How everything you do has meaning

Words by Simon Edwards, Comment Online Editor

Where do you sit in the library? Are you a regular in the silent study section, putting others to shame with your diligence and focus? Do you frequent the group work section on the first floor, living for the day you and your friends get a private booth to yourself where you can (pretend to) work? Do you stay on the ground floor, perhaps in the café seating area where refreshments aren’t even a card-swipe away? Do you have a favourite seat, perfectly balanced between your charger cable and a comfortable slouched position at your table of choice?

It’s an unfortunate side-effect of university education, particularly in the humanities, that once you learn about a theory which clicks with you mentally, you start seeing it everywhere. Think of the student who can’t stop pointing at instruments of authority or discipline – like cameras, overly-complex forms or fogged-glass windows – and saying “how Foucauldian”; think also of another who, after learning about neoliberalism for the first time, can’t stop talking about the horrors of the free market whenever it’s their turn to buy a round. The joy of learning about theories is that they inveigle into your mind and make you see the world in a whole new light, until you either go mad, write a thesis, or (most typically) get told to shut up.

One that has grabbed me recently is semiotics, or the idea of signs and signifiers. If you’re not up to speed with these ideas, the most basic gist is that objects of all types can be given a hidden meaning which eventually transcend thought (as Anne Norton put it in A Republic Of Signs). These signs hide in plain sight – you know to stop at a red light and go at a green, because they signify very particular instructions and ideas. Semiotics reflects how vast, complex cultural ideas are represented and reaffirmed by everything around us, and how society structures and maintains itself through, well, everything.
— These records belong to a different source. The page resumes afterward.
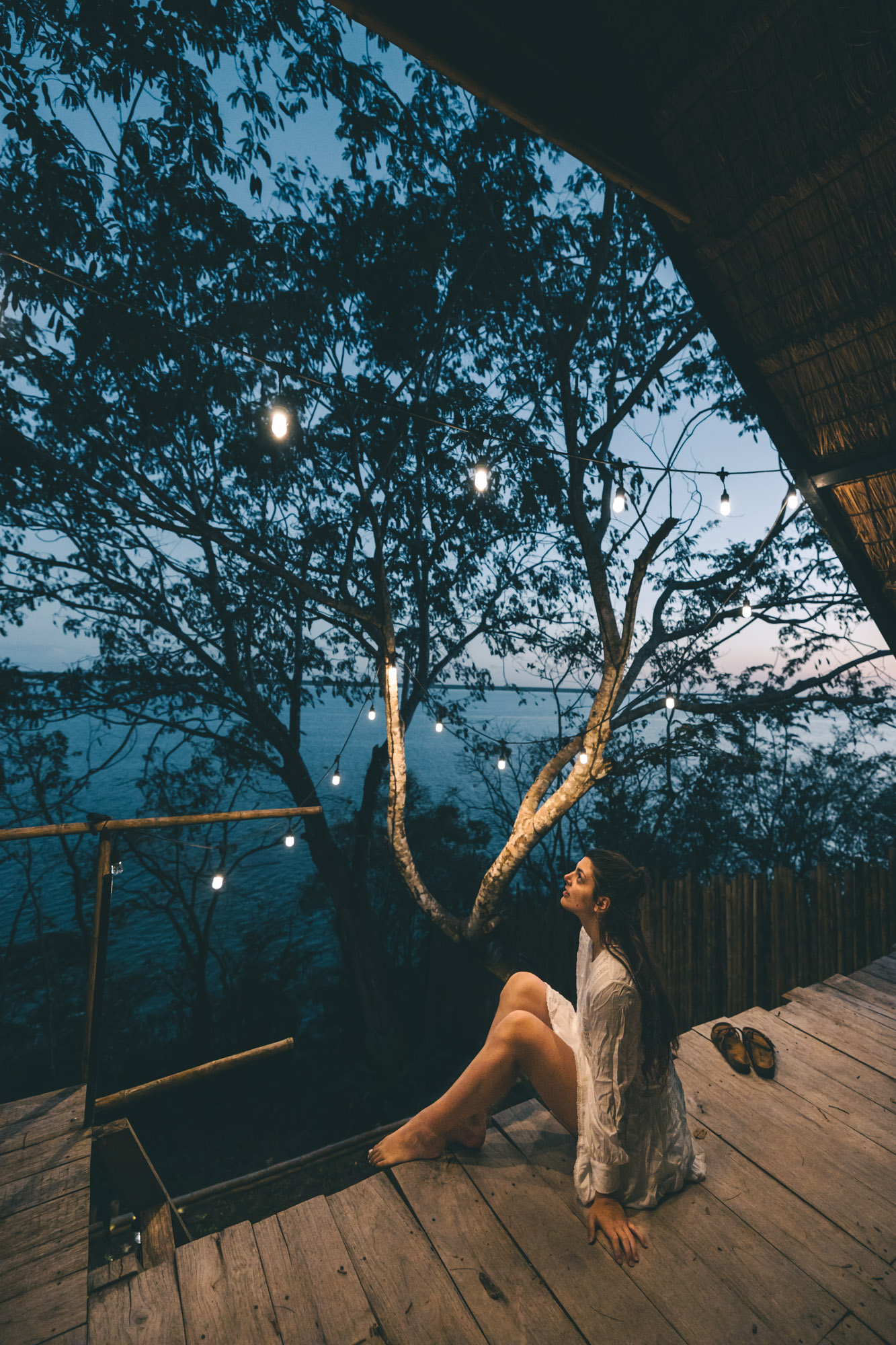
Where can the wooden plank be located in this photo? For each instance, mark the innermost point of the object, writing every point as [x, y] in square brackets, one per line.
[21, 1163]
[883, 968]
[132, 1172]
[112, 1272]
[594, 1291]
[34, 1120]
[314, 1286]
[26, 1270]
[224, 1293]
[858, 991]
[54, 1223]
[844, 1104]
[848, 1009]
[811, 1156]
[507, 1299]
[45, 1311]
[822, 1058]
[850, 1332]
[728, 1270]
[157, 1235]
[844, 1038]
[44, 1187]
[407, 1285]
[858, 1280]
[866, 978]
[139, 1311]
The joy therefore is that university, which is where you probably learn about semiotics for the first time, is so replete with its own particular blends of microcosm societies and signifiers to go along with them! Think about the library again – how does each section of seating signify things about the people who use them? There’s a particular significance when you sit in the quiet section: it suggests that you’re really cracking on with your work, especially in contrast to the group work areas where conversation and distraction flows freely. Do you intend to make your work ethic, your efficiency and your motivation evident when you decide where to sit in the library? Probably not, you’re just sitting where you need to sit. Nonetheless, the semiotics of the library reveal a huge amount of telling information, if you know what to look for.

Every area of university life has these meanings hidden behind them, in a way you don’t always conceive. The social implications of what dorms you stay in in first year? Fairly self-explanatory. How your professors ask you to write emails to them? A whole cornucopia of semiotic material. Lecturers are, in fact, the most interesting areas of semiotic evaluation on campus, in my eyes. What do they wear? How do they hold themselves? Do they crack jokes? How do they speak? How do they write emails, and ask you to write emails? Everything about them can be put under a microscope, if you feel so inclined – if you want to know something about your lecturer, they’ll probably give you a sign.